Nous sommes là pour une spécialité maison de la patronne soi-même, le Canard en trois façons, et on sait déjà que l'on ne va pas nous déstructurer le volatile en le décomplexant, non, on est là pour une expérience et on va se la prendre en pleine gueule.

Passons sur la carte des vins classiquement classique - un Sancerre retiendra notre attention, je l'ai déjà oublié - on s'impatiente, où es-tu canard mort?

Là il arrive, opulent, dodu, rôti à point. La patronne Mme Liem, qui s'exprime dans un français érudit, en découpe la peau avec dextérité et nous roule les crêpes - maison, pas Gigi - avec les baguettes, qui agissent comme des phalanges infinies à la précision millimétrique. Ce canard me file une claque, pendant ce temps les "escort" picorent leur assiette et les pas beaux leur volent des bisous, la table d'à côté entonne un happy birthday de restaurant mexicain et des enfants repus de chop suey courent dans le jardin à carpes.
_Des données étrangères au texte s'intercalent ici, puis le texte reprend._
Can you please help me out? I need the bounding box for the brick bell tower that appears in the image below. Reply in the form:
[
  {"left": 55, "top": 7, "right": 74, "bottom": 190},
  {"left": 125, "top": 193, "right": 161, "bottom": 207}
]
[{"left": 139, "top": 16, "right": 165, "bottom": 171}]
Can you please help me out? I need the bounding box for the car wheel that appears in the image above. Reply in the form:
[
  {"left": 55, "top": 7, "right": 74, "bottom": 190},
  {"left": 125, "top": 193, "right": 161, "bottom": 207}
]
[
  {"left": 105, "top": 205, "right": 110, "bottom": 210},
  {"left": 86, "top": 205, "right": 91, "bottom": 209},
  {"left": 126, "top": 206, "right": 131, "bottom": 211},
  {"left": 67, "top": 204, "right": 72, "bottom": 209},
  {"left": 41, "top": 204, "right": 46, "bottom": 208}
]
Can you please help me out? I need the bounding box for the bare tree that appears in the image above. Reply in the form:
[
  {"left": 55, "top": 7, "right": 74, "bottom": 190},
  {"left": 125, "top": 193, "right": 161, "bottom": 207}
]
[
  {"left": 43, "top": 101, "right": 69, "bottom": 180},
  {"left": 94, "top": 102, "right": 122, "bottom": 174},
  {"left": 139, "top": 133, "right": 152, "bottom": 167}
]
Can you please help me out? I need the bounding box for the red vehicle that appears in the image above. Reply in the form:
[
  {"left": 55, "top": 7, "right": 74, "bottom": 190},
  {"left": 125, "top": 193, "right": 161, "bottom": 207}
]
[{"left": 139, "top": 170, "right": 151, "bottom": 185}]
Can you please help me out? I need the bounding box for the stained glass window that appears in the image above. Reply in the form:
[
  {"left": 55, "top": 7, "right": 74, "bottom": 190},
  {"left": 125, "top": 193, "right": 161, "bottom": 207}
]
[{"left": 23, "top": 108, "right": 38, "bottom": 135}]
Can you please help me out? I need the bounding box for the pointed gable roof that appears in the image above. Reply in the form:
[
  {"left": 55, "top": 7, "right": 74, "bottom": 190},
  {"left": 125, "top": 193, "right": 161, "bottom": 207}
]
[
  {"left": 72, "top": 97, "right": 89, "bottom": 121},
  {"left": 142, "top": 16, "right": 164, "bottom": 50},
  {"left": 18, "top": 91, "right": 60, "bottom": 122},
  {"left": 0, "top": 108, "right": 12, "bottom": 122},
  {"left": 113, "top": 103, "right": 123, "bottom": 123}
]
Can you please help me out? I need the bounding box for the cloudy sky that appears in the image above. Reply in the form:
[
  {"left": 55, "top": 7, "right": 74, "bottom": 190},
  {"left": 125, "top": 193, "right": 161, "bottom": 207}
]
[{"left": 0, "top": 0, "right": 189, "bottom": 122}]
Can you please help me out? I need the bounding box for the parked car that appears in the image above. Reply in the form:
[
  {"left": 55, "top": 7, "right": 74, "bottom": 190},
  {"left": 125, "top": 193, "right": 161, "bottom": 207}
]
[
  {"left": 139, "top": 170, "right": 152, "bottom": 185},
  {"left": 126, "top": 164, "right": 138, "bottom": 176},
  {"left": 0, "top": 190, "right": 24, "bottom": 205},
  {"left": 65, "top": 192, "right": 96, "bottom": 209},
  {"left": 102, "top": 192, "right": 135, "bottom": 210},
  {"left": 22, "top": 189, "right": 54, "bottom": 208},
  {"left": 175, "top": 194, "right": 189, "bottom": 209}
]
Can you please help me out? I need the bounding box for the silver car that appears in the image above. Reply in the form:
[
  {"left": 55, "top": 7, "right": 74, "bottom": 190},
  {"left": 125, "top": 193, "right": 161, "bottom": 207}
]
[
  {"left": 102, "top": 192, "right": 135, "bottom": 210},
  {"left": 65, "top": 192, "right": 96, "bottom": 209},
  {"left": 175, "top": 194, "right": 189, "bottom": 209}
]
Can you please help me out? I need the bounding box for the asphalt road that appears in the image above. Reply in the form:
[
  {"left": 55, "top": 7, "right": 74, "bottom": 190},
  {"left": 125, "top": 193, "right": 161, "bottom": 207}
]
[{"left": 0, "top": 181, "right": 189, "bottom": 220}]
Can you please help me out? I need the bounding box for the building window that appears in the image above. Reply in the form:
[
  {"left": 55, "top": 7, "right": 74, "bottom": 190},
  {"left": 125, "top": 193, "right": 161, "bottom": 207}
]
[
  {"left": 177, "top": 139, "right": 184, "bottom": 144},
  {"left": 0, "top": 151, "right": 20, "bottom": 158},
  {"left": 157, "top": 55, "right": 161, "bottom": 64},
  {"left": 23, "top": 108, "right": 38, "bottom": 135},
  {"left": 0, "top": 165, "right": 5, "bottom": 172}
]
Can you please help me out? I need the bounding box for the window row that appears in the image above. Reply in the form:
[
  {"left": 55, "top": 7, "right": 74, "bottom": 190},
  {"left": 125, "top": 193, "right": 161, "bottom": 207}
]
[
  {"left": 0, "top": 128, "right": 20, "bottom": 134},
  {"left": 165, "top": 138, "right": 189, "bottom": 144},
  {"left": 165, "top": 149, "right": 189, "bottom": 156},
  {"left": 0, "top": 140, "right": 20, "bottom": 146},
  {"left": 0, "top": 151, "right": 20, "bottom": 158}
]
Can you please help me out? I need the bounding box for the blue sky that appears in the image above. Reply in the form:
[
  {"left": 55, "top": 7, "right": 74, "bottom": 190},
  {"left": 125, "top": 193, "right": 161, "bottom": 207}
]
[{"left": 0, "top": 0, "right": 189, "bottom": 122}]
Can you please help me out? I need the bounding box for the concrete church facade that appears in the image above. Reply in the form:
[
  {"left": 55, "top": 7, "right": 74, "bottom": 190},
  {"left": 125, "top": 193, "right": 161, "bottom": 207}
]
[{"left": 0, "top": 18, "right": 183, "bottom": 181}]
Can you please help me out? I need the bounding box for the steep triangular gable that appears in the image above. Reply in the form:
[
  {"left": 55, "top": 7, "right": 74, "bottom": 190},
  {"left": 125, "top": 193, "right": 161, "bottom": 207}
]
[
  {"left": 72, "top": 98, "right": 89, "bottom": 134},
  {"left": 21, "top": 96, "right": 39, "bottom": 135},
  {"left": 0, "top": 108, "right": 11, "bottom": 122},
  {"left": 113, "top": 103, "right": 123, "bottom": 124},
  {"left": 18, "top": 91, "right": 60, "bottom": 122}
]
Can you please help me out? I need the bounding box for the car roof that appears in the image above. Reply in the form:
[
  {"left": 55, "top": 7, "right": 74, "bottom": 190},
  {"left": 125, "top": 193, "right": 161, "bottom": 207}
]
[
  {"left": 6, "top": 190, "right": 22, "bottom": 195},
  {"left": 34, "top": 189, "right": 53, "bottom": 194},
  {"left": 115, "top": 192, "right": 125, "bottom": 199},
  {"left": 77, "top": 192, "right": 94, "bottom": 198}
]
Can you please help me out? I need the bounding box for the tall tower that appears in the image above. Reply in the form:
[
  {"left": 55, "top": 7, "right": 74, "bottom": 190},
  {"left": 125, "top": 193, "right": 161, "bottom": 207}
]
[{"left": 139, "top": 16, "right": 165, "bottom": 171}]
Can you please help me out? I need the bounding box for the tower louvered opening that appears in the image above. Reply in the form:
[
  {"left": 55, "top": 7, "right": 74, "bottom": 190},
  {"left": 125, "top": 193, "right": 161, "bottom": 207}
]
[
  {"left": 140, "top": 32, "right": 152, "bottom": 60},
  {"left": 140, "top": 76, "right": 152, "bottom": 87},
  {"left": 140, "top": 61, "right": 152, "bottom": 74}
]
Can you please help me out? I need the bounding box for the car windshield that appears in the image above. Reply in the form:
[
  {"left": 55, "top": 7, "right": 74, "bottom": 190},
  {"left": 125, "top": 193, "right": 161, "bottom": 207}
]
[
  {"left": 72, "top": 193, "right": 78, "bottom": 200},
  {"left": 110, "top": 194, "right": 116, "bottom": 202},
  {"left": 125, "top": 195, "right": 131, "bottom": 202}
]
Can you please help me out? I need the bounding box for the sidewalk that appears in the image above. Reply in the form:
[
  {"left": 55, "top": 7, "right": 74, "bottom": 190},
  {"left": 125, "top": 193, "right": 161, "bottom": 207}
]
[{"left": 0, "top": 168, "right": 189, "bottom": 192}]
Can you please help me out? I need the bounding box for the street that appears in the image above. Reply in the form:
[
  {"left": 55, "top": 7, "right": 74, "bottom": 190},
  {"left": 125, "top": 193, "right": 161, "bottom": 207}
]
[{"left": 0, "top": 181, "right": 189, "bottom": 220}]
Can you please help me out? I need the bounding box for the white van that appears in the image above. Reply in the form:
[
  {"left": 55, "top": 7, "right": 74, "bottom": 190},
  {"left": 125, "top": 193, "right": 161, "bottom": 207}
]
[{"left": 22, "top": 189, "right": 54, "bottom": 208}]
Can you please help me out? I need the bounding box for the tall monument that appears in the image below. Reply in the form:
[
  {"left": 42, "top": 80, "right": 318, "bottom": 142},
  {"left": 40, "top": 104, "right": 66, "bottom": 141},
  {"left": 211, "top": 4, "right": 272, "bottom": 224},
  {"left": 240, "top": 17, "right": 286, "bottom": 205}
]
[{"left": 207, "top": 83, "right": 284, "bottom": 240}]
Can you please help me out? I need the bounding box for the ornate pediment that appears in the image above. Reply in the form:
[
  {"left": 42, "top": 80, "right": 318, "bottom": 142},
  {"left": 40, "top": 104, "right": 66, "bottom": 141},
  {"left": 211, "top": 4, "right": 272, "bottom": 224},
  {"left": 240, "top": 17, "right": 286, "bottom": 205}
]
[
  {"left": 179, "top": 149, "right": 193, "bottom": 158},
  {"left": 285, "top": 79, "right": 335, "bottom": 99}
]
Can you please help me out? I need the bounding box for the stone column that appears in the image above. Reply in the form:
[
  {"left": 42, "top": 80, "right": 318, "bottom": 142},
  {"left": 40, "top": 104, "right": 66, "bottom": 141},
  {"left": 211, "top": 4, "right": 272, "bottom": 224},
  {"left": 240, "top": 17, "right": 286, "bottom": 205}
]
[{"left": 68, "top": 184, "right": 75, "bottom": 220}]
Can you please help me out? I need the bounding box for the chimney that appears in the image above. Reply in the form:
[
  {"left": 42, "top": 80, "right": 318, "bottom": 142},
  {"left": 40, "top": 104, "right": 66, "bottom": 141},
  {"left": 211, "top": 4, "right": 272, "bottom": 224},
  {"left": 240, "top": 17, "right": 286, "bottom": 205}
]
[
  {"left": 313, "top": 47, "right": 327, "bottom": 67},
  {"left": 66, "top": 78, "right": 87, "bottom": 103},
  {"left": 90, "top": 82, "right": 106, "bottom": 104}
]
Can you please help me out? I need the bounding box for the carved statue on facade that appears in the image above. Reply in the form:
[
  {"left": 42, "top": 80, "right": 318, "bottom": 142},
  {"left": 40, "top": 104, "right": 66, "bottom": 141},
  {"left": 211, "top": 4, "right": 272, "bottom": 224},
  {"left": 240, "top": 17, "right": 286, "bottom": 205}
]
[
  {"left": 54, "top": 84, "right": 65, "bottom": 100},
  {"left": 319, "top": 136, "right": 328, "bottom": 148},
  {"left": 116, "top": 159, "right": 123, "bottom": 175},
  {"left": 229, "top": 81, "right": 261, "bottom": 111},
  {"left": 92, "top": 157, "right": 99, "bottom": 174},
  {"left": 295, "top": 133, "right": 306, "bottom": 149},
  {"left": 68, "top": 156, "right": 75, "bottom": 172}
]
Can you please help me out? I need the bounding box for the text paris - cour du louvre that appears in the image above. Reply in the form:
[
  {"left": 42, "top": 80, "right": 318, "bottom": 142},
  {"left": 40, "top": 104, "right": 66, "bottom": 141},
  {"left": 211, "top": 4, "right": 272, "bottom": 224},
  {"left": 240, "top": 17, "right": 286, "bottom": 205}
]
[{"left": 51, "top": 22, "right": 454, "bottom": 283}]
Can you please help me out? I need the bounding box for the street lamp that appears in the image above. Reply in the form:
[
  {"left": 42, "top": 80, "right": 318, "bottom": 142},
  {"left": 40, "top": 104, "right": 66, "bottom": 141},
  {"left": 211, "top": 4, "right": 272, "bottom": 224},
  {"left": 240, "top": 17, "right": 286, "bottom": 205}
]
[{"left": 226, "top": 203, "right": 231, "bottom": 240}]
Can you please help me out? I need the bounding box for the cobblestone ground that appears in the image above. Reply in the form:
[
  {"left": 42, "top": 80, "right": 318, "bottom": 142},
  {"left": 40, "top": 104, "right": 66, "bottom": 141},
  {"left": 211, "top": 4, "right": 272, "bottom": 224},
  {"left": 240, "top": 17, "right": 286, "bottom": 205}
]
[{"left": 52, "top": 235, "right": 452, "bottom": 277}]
Le canard est parti pour mieux revenir, sauté au poivre noir, avec des légumes, un peu de riz, l'extase moins forte, l'appétit se calme, est toujours là.

Il revient en troisième fois, en bouillon clair apaisant, nous sommes à quai, l'appétit s'est calmé, plus rien ne nous ferait plaisir, il nous faut garder ce souvenir.

Sergio m'apprendra ensuite que le même jour, d'autres que nous ont mangé le canard sans bénéficier de la science de Mme Liem.

Nous avons clairement bénéficié d'une parenthèse particulière, nous étions annoncés, disons-le, mais comme toujours, l'addition c'était pour nous, pas pour le restaurateur.

Alors, une parenthèse pareille, un canard de cette ampleur - même dans mes vieux souvenirs du Raffles de Singapour ce n'était pas aussi bien - ça m'a juste donné envie de découvrir pas plus tard que dans pas longtemps, un autre classique de la maison, une autre  carte maîtresse de Mme Liem, le cochon de lait.

A suivre.

La Cité du Dragon

Restaurant trop grand

Uccle, Bruxelles, Belgique.

20:11 Écrit par Carlo dans Restaurants | Lien permanent | Commentaires (3) |  Facebook | |

Commentaires

Bonjour, je suis comme vous, je passe devant la Cité du dragon plusieurs fois par semaine, vos commentaires me donne envie d,'y retourner.

Écrit par : harze | 14/01/2015

Bonjour, je suis comme vous, je passe devant la Cité du dragon plusieurs fois par semaine, vos commentaires me donne envie d,'y retourner.

Écrit par : harze | 14/01/2015

Le buffet est vraiment très bon aussi Carlo, il faut savoir que depuis quelques années, le chef est un ancien Executive chef de l'ambassade de Chine et franchement dès son arrivée les années d'errance culinaire version fast food exotique se sont envolées.
Tu m'as donné envie ce canard pour la prochaine fois.